John Black is a U.S. citizen and was a bona fide resident of
American Samoa during all of 2000. He has to file Form 1040 because
his gross income from sources outside the possessions ($8,000 of
dividends from U.S. corporations) is at least the total of his
personal exemption and allowable standard deduction for single filers.
(See Filing Tax Returns, earlier.) Because he has to file
Form 1040, he fills out Form 4563 to determine the amount of
possession income he can exclude.
Line 1.
John enters the date his bona fide residence began in American
Samoa, June 2, 1999. Because he is still a bona fide resident, he
writes "not ended" in the second blank space.
Line 2.
He checks the box labeled "Rented house or apartment" to
describe his type of living quarters in American Samoa.
Lines 3a and 3b.
He checks "No" on line 3a because no family members lived with
him. He leaves line 3b blank.
Lines 4a and 4b.
He checks "No" on line 4a because he did not maintain a home
outside American Samoa. He leaves line 4b blank.
Line 5.
He enters the name and address of his employer, Samoa Products Co.

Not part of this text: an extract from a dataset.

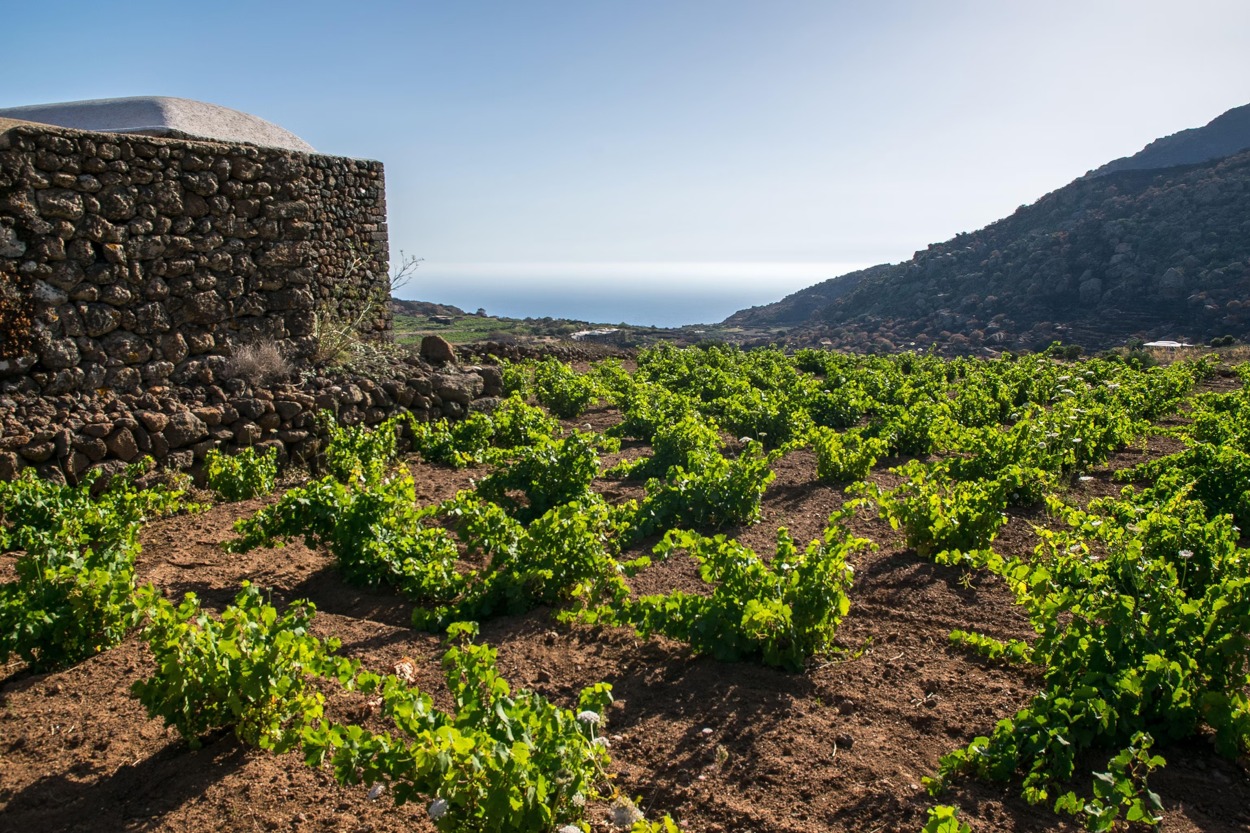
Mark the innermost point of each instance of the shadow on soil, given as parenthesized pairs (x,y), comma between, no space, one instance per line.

It is a private Samoan corporation.
Line 6.
He enters the dates of his 2-week vacation to New Zealand from
November 11 to November 25. That was his only trip outside American
Samoa during the year.
Line 7.
He enters the $24,000 in wages he received from Samoa Products Co.
Line 9.
He received dividends of $100 from a CNMI corporation and $220 from
a Samoan corporation. He enters the total of those amounts. He does
not enter his dividends from U.S. corporations because they do not
qualify for the possession exclusion.
Line 15.
John totals the amounts on lines 7 and 9 to get the amount he can
exclude from his gross income in 2000.